EOS DSLRs offer one advantage: bigger sensor (which you don't need) and one big honking disadvantage: the zoom is not controlled by an electric motor, so zooming can only happen manually. So, if you decide to go with EOS DSLR, you need in practice at least two, perhaps even three (and slight amount of digital cropping).

The Canon camera API supports EOS 4000D which is usually shipped with a 18-55mm non-image-stabilized zoom lens. You could purchase two, for $300-$350 a piece, and set their zooms to different values. 4000D is 18 Mpix, but if you need to crop the images, it will become smaller. Do note the optical quality of 4000D and the shipped lens is quite good, and noise is low, so the 18 Mpix is 18 true megapixels, not some useless advertising value.

If you want to go a bit more expensive, EOS 2000D supports 24 megapixels and is usually shipped with an image-stabilized lens. Are you willing to pay for the extra 6 megapixels, only you know. The image stabilization in your case is an unneeded feature.

2000D and 4000D can also be placed easily on a tripod using a standard screw mount.

Your zoom need is 6x.

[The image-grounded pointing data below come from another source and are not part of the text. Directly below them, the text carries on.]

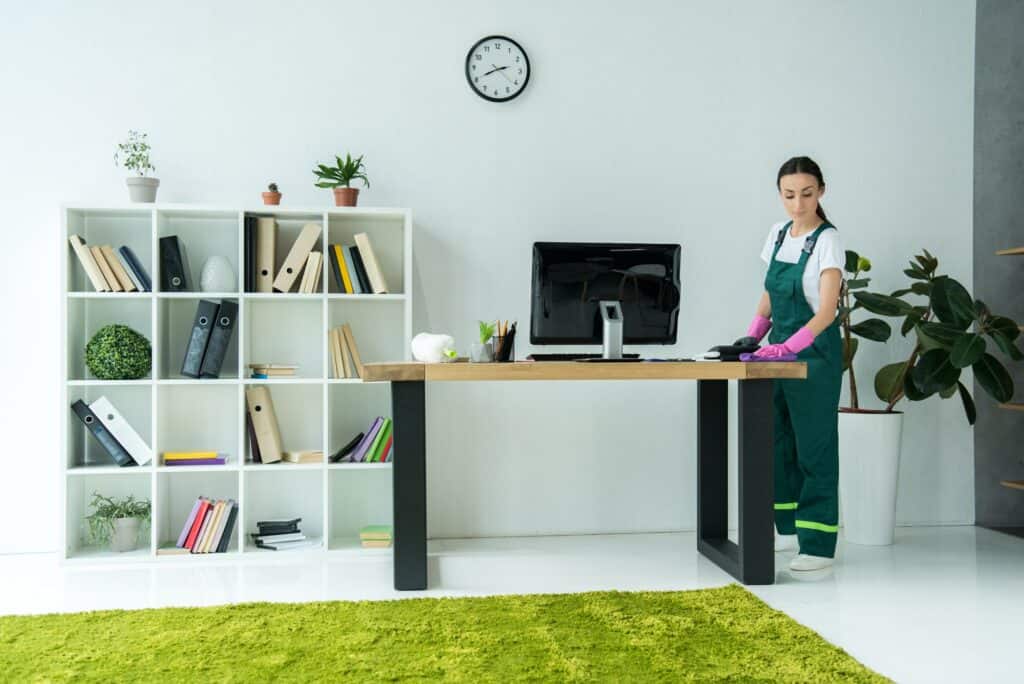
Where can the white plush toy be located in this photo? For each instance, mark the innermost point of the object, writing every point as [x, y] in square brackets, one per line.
[432, 348]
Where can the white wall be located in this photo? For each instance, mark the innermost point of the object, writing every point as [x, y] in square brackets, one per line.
[651, 121]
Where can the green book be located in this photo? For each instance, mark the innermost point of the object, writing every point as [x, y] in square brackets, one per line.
[379, 441]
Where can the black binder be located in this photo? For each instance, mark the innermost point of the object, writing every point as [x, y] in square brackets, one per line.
[136, 267]
[223, 326]
[173, 265]
[102, 435]
[360, 270]
[250, 225]
[206, 313]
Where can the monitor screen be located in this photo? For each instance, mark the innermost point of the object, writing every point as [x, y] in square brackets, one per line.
[569, 280]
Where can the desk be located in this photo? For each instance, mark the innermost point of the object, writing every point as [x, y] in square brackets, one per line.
[752, 560]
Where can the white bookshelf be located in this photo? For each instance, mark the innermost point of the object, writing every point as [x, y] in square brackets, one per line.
[175, 413]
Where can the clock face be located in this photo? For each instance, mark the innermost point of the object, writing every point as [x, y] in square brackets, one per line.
[497, 69]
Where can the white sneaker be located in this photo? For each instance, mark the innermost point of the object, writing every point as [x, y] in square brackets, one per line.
[807, 563]
[785, 542]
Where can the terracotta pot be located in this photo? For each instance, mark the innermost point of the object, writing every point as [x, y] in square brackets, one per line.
[345, 197]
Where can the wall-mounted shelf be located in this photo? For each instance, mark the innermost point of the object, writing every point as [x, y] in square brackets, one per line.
[174, 413]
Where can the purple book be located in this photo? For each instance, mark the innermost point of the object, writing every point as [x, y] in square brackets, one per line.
[360, 452]
[188, 523]
[197, 462]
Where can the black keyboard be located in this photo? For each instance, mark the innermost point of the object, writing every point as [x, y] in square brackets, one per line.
[569, 357]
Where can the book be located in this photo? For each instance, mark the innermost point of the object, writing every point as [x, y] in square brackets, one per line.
[104, 268]
[188, 523]
[88, 262]
[122, 430]
[373, 267]
[136, 268]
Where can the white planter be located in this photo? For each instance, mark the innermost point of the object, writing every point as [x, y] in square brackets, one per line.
[141, 188]
[868, 464]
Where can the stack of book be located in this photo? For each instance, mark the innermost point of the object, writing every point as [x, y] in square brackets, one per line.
[208, 527]
[355, 268]
[266, 371]
[260, 255]
[194, 459]
[345, 359]
[210, 337]
[282, 536]
[114, 433]
[375, 446]
[109, 273]
[376, 537]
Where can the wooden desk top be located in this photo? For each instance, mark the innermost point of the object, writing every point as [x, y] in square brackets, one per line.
[461, 371]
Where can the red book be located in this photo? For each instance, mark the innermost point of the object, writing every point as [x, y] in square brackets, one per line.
[200, 516]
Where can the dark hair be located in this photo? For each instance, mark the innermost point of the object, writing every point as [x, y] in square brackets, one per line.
[803, 165]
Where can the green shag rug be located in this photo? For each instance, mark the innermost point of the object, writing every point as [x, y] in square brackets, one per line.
[724, 634]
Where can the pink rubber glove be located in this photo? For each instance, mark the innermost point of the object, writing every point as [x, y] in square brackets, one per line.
[797, 343]
[759, 328]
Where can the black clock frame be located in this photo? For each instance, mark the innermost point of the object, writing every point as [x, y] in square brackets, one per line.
[469, 78]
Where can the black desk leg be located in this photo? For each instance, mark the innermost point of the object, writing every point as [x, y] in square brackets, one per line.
[409, 474]
[753, 560]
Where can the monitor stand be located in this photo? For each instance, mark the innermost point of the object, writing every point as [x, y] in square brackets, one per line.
[611, 316]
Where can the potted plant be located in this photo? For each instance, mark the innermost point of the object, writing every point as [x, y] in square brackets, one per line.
[117, 520]
[133, 154]
[271, 196]
[339, 178]
[950, 332]
[483, 351]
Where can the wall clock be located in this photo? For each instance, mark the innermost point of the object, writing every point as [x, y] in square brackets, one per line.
[497, 69]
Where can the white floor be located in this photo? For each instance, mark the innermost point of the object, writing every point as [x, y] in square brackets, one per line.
[943, 604]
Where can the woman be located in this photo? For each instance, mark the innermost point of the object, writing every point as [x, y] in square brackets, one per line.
[805, 272]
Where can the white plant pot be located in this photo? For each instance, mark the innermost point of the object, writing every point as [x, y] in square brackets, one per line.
[141, 188]
[125, 536]
[868, 465]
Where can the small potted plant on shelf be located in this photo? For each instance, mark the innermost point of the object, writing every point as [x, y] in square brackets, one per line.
[950, 331]
[117, 520]
[340, 176]
[133, 154]
[483, 351]
[271, 196]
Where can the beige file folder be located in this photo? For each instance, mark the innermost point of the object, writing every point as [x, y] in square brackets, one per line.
[266, 238]
[296, 257]
[264, 423]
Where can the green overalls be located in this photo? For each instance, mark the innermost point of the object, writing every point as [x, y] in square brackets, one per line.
[806, 413]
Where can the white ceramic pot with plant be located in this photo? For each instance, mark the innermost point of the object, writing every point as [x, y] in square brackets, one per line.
[340, 177]
[117, 521]
[482, 351]
[950, 331]
[133, 154]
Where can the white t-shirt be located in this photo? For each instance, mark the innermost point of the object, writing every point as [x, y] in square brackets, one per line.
[828, 253]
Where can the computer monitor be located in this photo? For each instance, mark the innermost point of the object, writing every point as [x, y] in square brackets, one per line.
[571, 280]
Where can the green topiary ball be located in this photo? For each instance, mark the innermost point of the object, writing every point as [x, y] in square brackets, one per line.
[118, 352]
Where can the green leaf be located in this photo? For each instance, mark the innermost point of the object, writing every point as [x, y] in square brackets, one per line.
[1008, 346]
[872, 329]
[967, 350]
[849, 351]
[993, 378]
[851, 261]
[969, 409]
[951, 302]
[887, 381]
[1005, 326]
[883, 304]
[933, 372]
[937, 335]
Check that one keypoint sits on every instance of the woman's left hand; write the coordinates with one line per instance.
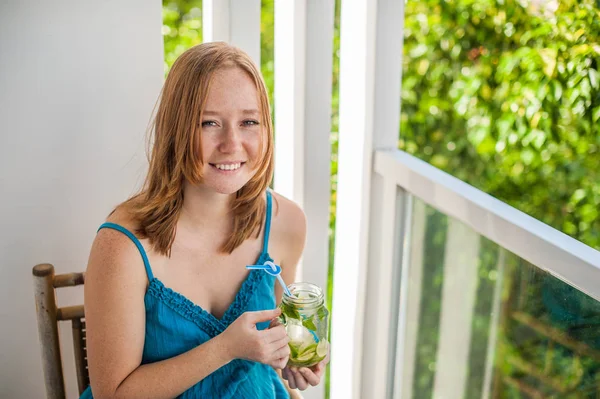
(302, 377)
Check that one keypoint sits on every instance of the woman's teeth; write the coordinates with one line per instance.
(228, 166)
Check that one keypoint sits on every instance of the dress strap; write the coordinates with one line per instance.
(137, 243)
(267, 223)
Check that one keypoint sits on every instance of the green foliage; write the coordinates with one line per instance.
(507, 98)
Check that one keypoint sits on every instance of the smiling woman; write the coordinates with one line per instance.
(172, 259)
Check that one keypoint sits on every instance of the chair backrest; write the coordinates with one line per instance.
(48, 315)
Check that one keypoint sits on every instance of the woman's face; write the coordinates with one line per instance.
(231, 131)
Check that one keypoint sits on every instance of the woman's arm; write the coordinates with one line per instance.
(290, 237)
(115, 286)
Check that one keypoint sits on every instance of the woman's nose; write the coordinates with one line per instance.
(231, 141)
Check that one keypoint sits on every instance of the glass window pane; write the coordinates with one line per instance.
(491, 324)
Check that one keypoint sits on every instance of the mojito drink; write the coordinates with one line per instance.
(305, 318)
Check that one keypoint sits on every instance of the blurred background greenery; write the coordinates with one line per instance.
(504, 95)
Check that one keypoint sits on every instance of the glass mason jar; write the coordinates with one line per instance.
(306, 319)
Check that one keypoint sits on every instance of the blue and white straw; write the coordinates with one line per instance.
(273, 270)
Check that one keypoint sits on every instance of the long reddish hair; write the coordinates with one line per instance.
(176, 156)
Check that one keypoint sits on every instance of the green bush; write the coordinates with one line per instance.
(507, 98)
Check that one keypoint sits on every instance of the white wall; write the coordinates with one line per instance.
(78, 81)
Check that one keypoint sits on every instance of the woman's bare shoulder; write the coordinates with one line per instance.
(289, 223)
(115, 254)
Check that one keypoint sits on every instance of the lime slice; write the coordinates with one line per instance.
(304, 348)
(305, 357)
(322, 348)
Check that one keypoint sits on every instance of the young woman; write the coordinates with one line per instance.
(171, 310)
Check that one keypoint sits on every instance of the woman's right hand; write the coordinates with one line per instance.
(243, 340)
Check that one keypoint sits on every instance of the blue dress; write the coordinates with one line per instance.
(175, 325)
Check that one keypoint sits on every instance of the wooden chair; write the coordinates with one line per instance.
(48, 315)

If you set one lens to 2.45x the other, in worst case you need 2.45x digital crop in both directions. 18 Mpix thus would in worst case be 3 Mpix (18 / 2.45^2 = approximately 3). But the images at 3 Mpix would be extremely sharp, so perhaps that could be enough for you? 24 Mpix would in worst case be 4 Mpix.

If you purchase three DSLRs, and set:

  • One to 18mm
  • One to 31.5mm
  • One to 55mm

You in worst case need 1.96x crop, meaning 18 Mpix turns to 4.7 Mpix and 24 Mpix turns to 6.2 Mpix. If you can move the 55mm camera a bit closer, you could set:

  • One to 18mm
  • One to 32.7mm
  • One to 55mm and move a bit closer

...you in worst case need 1.82x crop, meaning 18 Mpix turns to 5.4 Mpix and 24 Mpix turns to 7.2 Mpix.

My advice? If you plan to use the cameras for other purposes as well in the future and not just for this project, buy one 2000D with an image-stabilized lens and learn how much/little megapixels mean. Then you can decide which one/two other cameras to purchase, 2000D or 4000D. Perhaps even 3 Mpix would be enough for you if the images are really sharp?